3. In a situation where the home to be purchased needs improvements or repairs, a home buyer may simply rather have the funds in their bank account to make the improvements at the cost of a slightly higher monthly mortgage payment.
Are There Reasons a Seller May Not Want to Agree to a Buyer Credit at Closing?
Most Sellers will negotiate in terms of the net sale price, so there really is not much of a disincentive to consider an offer with a buyer credit for closing costs. Receiving an offer from a home buyer that has a buyer credit for closing costs does not mean that the buyer is not qualified or less qualified to receive a mortgage. It is strictly a cash flow decision on the home buyer's part, and it makes even more sense when interest rates are low. Sellers are receiving poor advice if they are discounting an otherwise strong offer that includes a buyer credit at closing. Sometimes, the listing agent simply isn't correctly explaining the closing cost credit to their seller.
The previous paragraph notwithstanding, there are three things a seller may consider before accepting an offer with a buyer credit for closing costs.
Commission. Real estate commissions are typically paid on the net sale price of a property, meaning the sale price, less any credits to the buyer; however, sellers would want to verify with their listing agent that the listing commission is based on the net sale price.
Transfer/Stamp taxes. Transfer/tax stamps are based on the gross sale price, not the net sale price, so a seller would pay an additional $22.80 in taxes for a $5,000 buyer credit (5 x $4.56 = $22.80).

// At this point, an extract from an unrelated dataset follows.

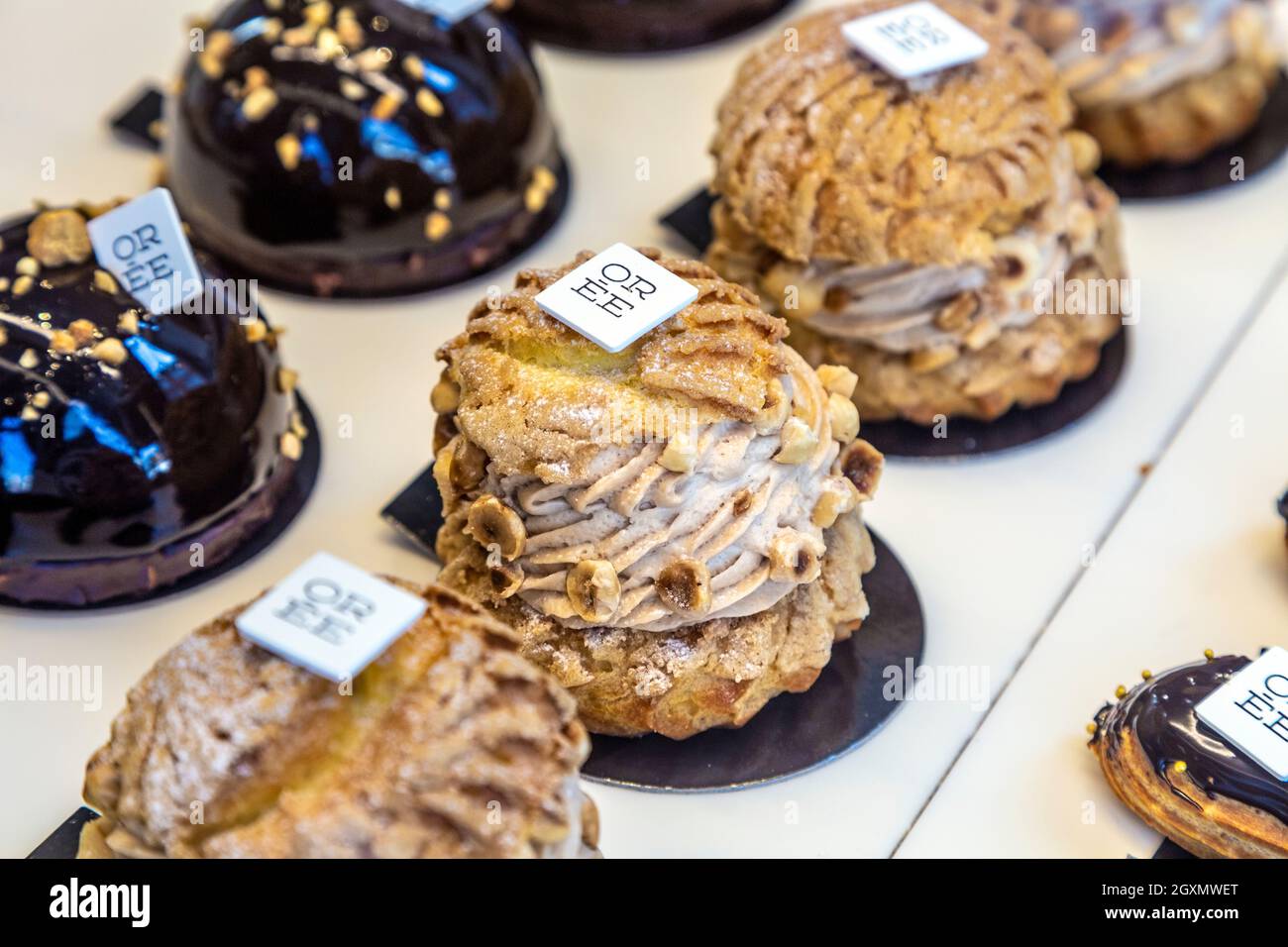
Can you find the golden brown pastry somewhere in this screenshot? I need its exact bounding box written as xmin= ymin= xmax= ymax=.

Appraisal. In fairness to the Seller, increasing the purchase price to include a seller credit does cause a potential appraisal issue. Again, using the same example above, what if the appraisal comes in at $400,000 and not $405,000? Should the buyer really be able to cancel the agreement under those circumstances? If the Seller raises that issue in a negotiation, the home buyer might want to talk to his or her buyer agent and attorney about limiting the appraisal contingency to apply to the net sale price. If the appraised value is in between the gross purchase price and net purchase price, the buyer would have to make up the difference by adding more money to the down payment. Depending on the amount, the home buyer could be in about the same position as he or she would otherwise have been without the closing cost credit.
Determining whether to include a buyer credit at closing in an offer is just one of many important decisions a home buyer will have to make during the home-buying process. Working with a competent exclusive buyer agent and other experienced and trustworthy professionals is crucial to making wise decisions.